Era Andrés el que hablaba con angustia y sarcasmo.

– ¿Qué saben ustedes de Albacete?

Y no me digan que allí hace mucho frío o que fabrican excelentes navajas.

– No, no se lo diré. Es una de las provincias que más han evolucionado, gracias a la paulatina sustitución de los viejos cultivos por nuevas especies y nuevos sistemas de regadío. Es una provincia con muchas aguas subterráneas, y han aplicado sistemas de irrigación a partir de una inyección central en profundidad. Además tiene una clase terrateniente que no se ha dormido y ha sabido ponerse al día.

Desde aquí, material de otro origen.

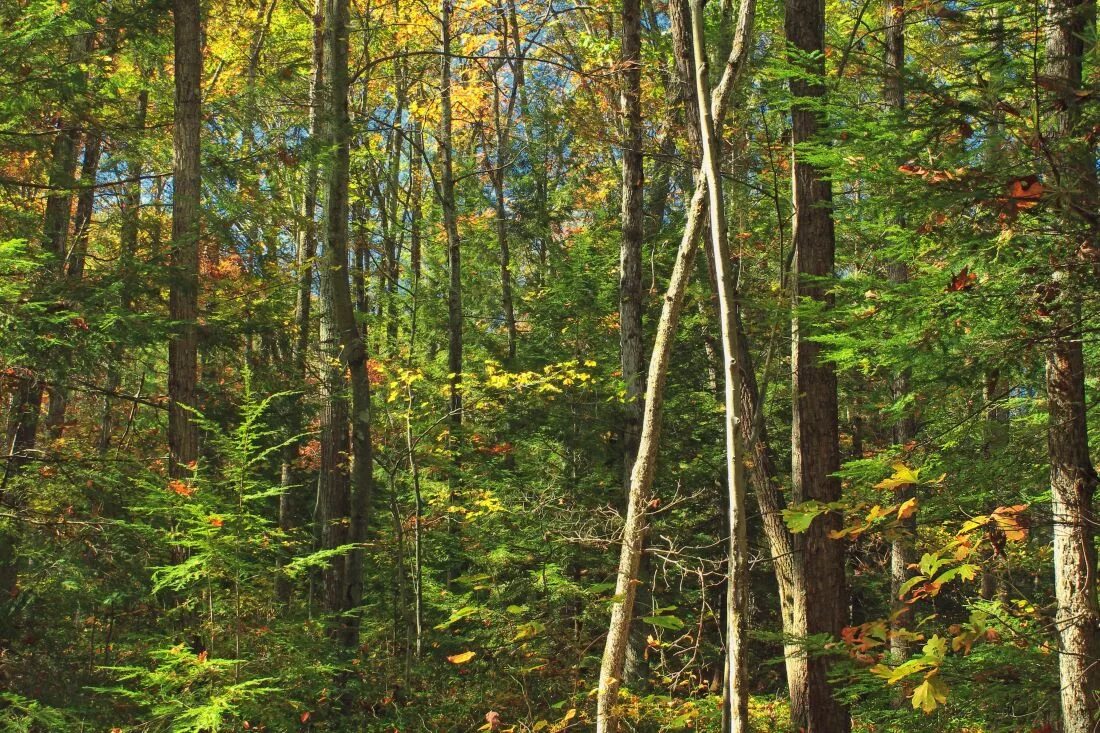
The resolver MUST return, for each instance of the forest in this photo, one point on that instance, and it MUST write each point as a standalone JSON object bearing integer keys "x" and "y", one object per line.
{"x": 543, "y": 365}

Pensaba Carvalho, así, así te quiero ver yo, autodidacta. Pero el autodidacta seguía su explicación enciclopédica. De hecho no tenía mucho mérito. Bastaba saberse un diccionario enciclopédico de memoria, y Albacete figuraba en la A.

Andrés estaba a disgusto. Ni siquiera se predisponía a creer en el surrealismo de la situación y prefería pensar que entre Carvalho y Narcís había un código secreto del que él quedaba marginado.

– ¿Por qué le interesa saber algo de Albacete?

– Ustedes me han metido en esto.

No puedo recurrir a la policía, ustedes no saben nada y el marido de Encarnación está, por lo que parece, en Albacete. Esa mujer ha muerto o por casualidad o porque llevaba una doble vida que ustedes desconocen.